Burton, icona di tutte le culture “Dark” del pianeta, è intrigato dalla diversità, e guarda il mondo da un’ottica originale e malata; i suoi antieroi sono espressione pura della devianza, vista come segno di ricchezza e di originalità; in quest’opera, però, a differenza che in “Edward Mani di Forbice”, non rifulge la poesia gotica che egli è in grado di realizzare. Mentre in quel bellissimo film, infatti, Johnny Depp era poetico e dolente, e si richiudeva nel suo mondo di fantasmi per l’incapacità e l’impossibilità di integrarsi nel mondo reale, Barnabas, al di là del trucco e dello stile indubbio dell’attore, non emoziona, confinando la nuova pellicola in un territorio “mainstream” di intelligente creatività. Geniale, comunque, la raffigurazione della famiglia Collins, totalmente sopra le righe, formata da fantastici “freak”, fantasmi e licantropi, quasi una famiglia Addams più trasgressiva ed allucinata. Interessanti le figure della matriarca, interpretata da una sempre perfetta Michael Pfeiffer, e di una psichiatra assetata di sangue vampirico (Helena Bonham Carter) che sarà terribilmente punita da Barnabas.

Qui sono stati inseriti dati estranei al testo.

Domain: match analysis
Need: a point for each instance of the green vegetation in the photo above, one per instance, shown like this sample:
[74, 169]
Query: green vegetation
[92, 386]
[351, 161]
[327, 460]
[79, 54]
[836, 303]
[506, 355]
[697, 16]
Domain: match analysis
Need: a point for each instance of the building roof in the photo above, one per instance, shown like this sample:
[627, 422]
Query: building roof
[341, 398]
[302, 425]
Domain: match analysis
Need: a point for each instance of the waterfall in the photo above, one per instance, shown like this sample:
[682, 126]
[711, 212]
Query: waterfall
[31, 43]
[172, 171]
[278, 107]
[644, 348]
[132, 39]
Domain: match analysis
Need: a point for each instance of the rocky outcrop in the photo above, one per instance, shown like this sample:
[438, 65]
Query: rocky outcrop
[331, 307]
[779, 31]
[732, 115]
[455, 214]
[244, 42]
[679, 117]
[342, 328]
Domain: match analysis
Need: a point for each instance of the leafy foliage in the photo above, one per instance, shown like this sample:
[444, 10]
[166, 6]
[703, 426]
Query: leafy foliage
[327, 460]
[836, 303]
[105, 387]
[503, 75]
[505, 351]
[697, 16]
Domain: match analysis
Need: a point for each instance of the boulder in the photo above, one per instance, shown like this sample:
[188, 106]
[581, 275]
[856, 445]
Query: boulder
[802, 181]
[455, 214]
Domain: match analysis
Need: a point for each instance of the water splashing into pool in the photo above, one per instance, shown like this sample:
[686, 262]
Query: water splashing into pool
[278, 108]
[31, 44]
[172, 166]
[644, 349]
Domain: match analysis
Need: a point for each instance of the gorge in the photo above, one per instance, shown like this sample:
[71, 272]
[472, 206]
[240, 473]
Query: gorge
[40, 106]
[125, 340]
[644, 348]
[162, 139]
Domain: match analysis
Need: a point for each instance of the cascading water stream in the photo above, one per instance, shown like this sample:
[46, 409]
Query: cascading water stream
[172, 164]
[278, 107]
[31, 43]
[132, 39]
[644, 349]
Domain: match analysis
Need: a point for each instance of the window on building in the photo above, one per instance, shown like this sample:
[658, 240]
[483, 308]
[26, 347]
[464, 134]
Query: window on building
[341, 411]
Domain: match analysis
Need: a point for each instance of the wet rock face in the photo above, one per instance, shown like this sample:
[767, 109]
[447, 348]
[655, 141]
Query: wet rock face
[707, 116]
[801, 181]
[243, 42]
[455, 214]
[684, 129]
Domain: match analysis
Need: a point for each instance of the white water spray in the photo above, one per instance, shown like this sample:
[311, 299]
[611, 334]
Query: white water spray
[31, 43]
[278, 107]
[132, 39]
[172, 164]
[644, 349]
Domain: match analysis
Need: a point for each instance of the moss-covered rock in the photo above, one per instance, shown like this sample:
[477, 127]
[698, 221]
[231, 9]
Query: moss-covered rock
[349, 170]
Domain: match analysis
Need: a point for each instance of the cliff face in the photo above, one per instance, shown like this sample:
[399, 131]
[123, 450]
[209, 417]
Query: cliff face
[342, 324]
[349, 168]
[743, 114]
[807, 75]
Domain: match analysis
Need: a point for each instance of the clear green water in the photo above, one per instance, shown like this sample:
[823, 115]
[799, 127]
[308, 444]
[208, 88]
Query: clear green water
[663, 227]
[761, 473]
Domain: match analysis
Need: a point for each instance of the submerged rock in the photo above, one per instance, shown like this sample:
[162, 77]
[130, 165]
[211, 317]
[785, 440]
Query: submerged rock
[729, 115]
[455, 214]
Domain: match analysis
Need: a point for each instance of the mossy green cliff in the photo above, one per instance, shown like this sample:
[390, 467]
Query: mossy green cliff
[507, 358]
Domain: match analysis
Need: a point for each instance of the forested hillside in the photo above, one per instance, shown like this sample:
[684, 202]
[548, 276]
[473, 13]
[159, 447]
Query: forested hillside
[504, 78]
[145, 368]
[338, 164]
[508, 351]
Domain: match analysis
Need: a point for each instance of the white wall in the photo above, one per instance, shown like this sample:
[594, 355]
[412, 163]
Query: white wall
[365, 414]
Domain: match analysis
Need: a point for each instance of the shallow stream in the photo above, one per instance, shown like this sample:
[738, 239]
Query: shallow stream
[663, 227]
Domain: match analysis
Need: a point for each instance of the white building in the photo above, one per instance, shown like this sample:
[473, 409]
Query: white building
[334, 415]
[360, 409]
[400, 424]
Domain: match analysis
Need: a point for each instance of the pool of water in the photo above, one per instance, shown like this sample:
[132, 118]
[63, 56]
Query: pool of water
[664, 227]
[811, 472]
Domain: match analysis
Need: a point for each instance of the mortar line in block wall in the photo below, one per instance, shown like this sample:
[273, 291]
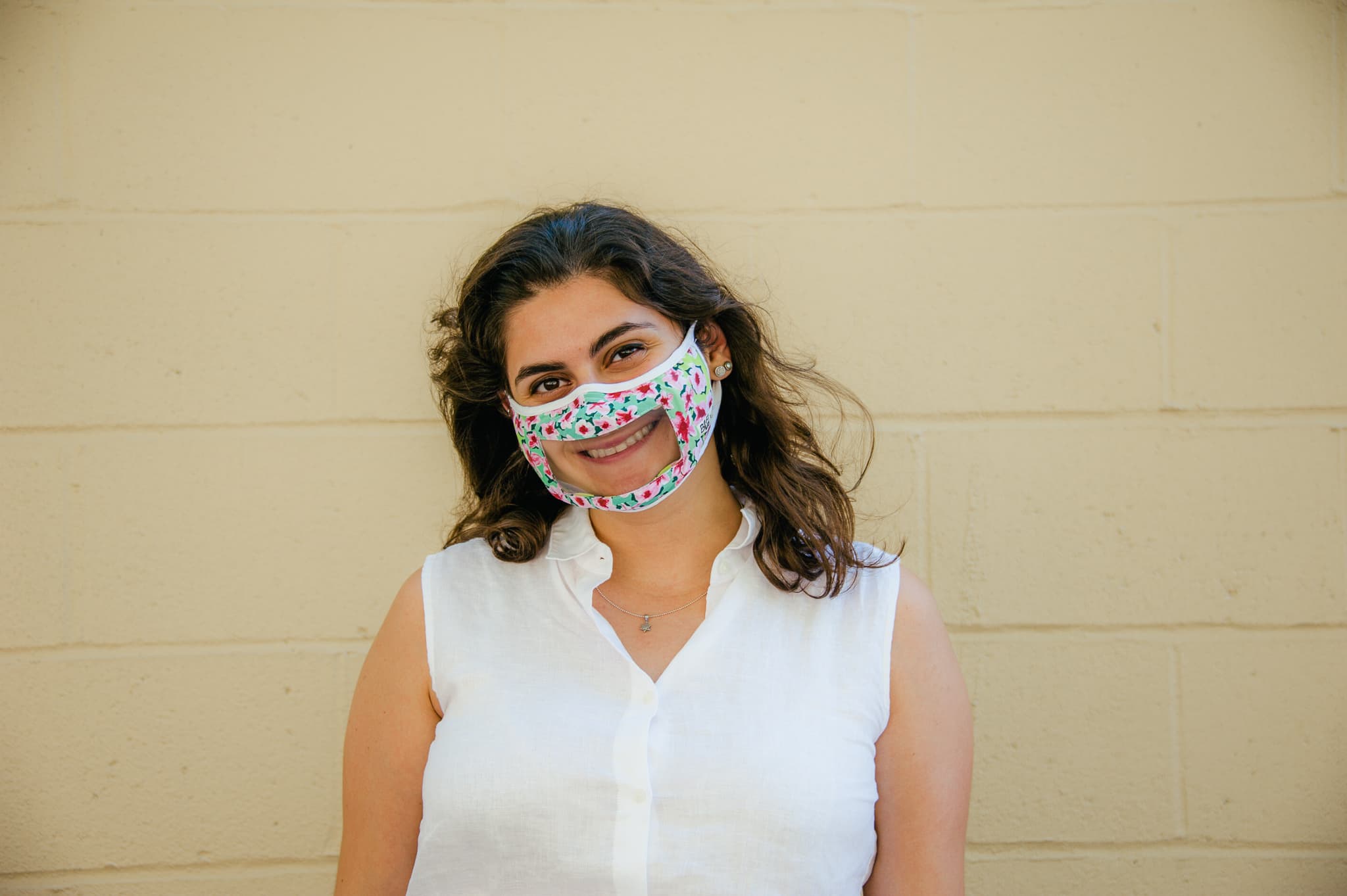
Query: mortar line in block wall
[911, 212]
[914, 103]
[1339, 113]
[1342, 493]
[1276, 419]
[1167, 315]
[77, 653]
[1181, 803]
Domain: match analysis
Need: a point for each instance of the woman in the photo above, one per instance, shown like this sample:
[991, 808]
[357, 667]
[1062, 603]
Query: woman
[650, 659]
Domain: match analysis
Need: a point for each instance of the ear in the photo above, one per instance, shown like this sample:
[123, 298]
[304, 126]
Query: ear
[712, 339]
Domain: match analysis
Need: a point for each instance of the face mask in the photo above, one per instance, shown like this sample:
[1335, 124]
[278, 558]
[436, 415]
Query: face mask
[681, 387]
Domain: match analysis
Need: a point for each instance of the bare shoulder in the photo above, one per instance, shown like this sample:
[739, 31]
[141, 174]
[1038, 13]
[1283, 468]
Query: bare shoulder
[924, 673]
[388, 735]
[407, 628]
[924, 757]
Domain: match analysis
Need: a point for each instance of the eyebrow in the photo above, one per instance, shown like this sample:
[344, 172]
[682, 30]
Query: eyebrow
[549, 366]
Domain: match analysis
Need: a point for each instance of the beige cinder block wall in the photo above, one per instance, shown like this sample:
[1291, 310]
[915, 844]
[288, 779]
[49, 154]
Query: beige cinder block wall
[1085, 262]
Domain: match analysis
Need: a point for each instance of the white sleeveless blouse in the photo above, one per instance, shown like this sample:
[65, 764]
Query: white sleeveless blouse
[562, 770]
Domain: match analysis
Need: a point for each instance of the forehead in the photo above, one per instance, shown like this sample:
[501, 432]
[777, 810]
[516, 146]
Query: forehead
[559, 323]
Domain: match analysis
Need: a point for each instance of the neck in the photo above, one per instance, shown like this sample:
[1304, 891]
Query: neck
[697, 521]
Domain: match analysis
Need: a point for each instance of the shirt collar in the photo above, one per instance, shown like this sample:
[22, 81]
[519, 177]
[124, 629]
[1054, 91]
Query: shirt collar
[573, 533]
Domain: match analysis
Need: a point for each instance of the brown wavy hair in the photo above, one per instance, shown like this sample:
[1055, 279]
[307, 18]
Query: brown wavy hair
[767, 447]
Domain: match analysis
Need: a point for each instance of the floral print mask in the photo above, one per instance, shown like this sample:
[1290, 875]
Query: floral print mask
[682, 387]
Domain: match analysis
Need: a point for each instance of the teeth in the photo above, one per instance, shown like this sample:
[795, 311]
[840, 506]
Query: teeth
[605, 452]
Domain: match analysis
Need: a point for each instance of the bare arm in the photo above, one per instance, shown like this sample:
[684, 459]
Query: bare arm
[923, 759]
[388, 735]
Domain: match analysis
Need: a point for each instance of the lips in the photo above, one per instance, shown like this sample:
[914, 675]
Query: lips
[623, 435]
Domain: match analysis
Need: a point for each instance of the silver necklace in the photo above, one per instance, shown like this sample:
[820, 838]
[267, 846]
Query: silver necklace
[646, 625]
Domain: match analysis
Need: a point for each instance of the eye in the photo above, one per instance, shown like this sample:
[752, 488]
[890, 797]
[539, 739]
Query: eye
[532, 389]
[618, 356]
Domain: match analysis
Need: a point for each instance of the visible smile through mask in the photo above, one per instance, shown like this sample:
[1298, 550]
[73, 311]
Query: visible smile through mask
[681, 385]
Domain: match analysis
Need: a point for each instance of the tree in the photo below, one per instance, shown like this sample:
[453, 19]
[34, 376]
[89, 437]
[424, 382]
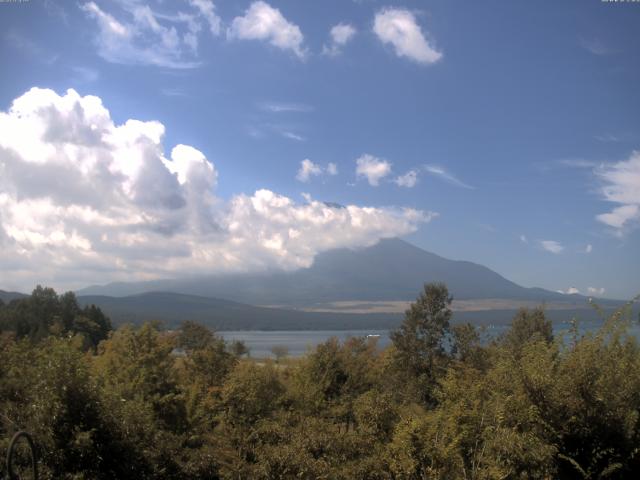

Godibilissima la partecipazione di Alice Cooper, nella parte di sé stesso, che interpreta “Ballad of Dwight Fry” insieme a Chloe Grace Moretz alla festa che la famiglia dà al castello, e perfettamente funzionali, come sempre, le musiche create da Danny Elfman.
La resa dei conti finale con la strega che sconfitta si estrae il cuore dal petto e lo offre a Barnabas, è spettacolare, quasi un capolavoro di arte gotica, ma non commuove, non è pervasa dal cupo romanticismo che Burton ha espresso nelle sue opere migliori. Quest’ultima opera rimane un eccellente “divertissement”, geniale e visionario, ma senz’anima.